What are theoretical reasons to keep variables which coefficients are not significant?
I have several coefficients with p > 0.05. What's causing large p values?
What are theoretical reasons to keep variables which coefficients are not significant?
I have several coefficients with p > 0.05. What's causing large p values?
If your p-values are coming out of a table generated by STATA, R, SPSS, or something similar, than the p-values result from the following statistical test.
$$ H_0: \beta = 0 $$ $$ H_a: \beta \neq 0 $$
$p > 0.05$ means that there is insufficient evidence to reject the null hypothesis at the %5 level.
In certain areas of applied statistics it is important to include non-significant terms when they are correlated with significant terms. This is because for a regression model with $k$ independent variables to be consistent and unbiased; it is necessary that for every $i$ observation
$$ E(u_i\,|\,x_{i,1},x_{i,2},...,x_{i,k}) = 0 $$ where $u$ is the residual term.

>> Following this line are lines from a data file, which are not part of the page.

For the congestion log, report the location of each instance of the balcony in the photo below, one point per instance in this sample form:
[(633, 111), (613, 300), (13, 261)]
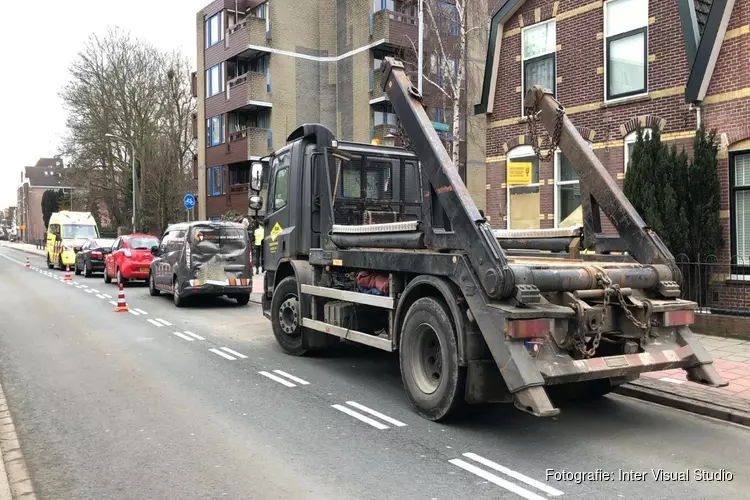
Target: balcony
[(395, 28)]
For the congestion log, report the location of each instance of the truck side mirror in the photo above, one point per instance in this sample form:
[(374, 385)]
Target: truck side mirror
[(256, 176)]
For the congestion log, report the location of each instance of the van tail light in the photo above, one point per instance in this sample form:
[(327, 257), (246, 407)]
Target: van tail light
[(528, 328)]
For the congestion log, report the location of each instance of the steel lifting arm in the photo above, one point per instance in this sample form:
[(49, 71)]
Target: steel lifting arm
[(487, 257), (644, 244)]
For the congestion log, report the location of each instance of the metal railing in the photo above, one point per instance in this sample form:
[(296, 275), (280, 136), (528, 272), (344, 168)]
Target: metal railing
[(717, 286)]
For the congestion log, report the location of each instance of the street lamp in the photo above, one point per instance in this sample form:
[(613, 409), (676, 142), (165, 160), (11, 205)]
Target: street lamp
[(133, 157)]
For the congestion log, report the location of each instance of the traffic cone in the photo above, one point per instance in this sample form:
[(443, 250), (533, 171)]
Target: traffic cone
[(121, 305)]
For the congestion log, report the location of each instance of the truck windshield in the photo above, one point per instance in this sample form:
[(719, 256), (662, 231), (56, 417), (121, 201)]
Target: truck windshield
[(212, 240), (79, 231)]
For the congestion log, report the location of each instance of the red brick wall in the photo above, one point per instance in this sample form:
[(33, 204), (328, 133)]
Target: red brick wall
[(580, 83)]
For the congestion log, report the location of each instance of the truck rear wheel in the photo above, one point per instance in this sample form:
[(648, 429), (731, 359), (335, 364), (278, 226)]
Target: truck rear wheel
[(433, 379), (286, 317)]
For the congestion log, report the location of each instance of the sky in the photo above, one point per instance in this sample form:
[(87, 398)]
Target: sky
[(37, 52)]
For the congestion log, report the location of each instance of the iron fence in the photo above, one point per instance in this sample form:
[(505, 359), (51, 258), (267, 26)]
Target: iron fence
[(717, 286)]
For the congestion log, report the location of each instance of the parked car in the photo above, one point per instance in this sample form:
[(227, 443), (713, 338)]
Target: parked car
[(129, 258), (203, 258), (90, 258)]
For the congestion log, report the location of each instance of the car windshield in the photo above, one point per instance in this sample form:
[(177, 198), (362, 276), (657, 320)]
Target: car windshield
[(78, 231), (143, 243)]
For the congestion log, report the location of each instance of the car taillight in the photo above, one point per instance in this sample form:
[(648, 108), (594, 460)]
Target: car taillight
[(528, 328)]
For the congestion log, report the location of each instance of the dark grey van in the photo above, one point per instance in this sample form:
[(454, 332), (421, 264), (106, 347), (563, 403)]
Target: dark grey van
[(203, 258)]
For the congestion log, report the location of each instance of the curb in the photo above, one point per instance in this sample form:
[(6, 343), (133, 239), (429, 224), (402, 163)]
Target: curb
[(15, 482), (688, 404)]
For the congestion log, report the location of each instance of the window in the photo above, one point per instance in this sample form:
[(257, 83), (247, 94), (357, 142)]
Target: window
[(214, 80), (523, 202), (214, 32), (281, 181), (239, 174), (538, 48), (216, 180), (739, 167), (626, 47), (567, 193), (382, 114), (630, 140), (215, 126)]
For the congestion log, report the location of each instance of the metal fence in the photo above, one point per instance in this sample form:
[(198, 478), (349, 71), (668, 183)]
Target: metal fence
[(718, 286)]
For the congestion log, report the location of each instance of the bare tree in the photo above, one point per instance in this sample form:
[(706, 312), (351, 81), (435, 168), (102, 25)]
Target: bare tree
[(122, 86)]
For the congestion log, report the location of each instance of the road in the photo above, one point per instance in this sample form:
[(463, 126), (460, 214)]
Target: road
[(187, 404)]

This is known as "conditional mean independence" or "zero conditional mean". It means that for any given values of the $x$'s, the average of the residuals is the same and therefore it must equal the average value in the entire population. A proof of this fact involves the use of probability limits and linear algebra, and I will refrain from showing this here. Some good references are http://w3.uniroma1.it/belloc/Introduction%20and%20SLR.pdf which discusses issues with violating "conditional mean independence" and http://www.ssc.wisc.edu/~bhansen/econometrics/Econometrics2010.pdf pg 68-69 which walks through a proof of regression consistency (both are for econometric application).
Take the following example, suppose y followed the below process:
$$ y=\beta_0 + x_1\beta_1 + x_2\beta_2 + \varepsilon $$ Where the $\beta$'s are the true coefficient values and $\varepsilon$ is a disturbance term. If we omit $x_2$ then the resulting model would be $$ y=\beta_0 + x_1\beta_1 + w $$ Where $w= x_2\beta_2 + \varepsilon $. If $x_1$ and $x_2$ are correlated then
$$ E(w_i\,|\,x_{i,1}) \neq 0 $$
So linear regression of $y$ on a constant and $x_1$ would not be a consistent estimator of $\beta_0$ and $\beta_1$. This is called omitted variable bias. Since in practice we do not know the $\beta$ terms, we refrain from omitting insignificant terms to avoid the above bias and inconsistency.
One reason to keep the covariates is if they're a part of the group, which is as a whole is significant. So individual variables are not significant, but if you test the significance of the group, the group comes significant. In this, if you're not trying to tease out the relationship for a particular variable, but are using the model for other purposes such as forecasting, you may choose to keep the insignificant variables.
For instance, if the purpose of your analysis is to determine the impact of a gender on salary, then keeping the gender variable when it is insignificant would be strange. The whole purpose of the study is studying gender impact, so if it's not significant statistically, I'd argue that your model or data is inadequate. In this case you may need to add more control variables, change the specification or collect more/better data.
If you're building a marketing system, which personalizes offers for your customers and it has a bunch of variables like gender, marital status etc., and gender variable is not significant, then it's not a reason to immediately remove. Especially if the out of sample and other fit diagnostics are better with this variable, and if it's a group variables that are significant as a whole. Here, you're not studying the gender, you're simply trying to forecast preferences of a customer based on some characteristics.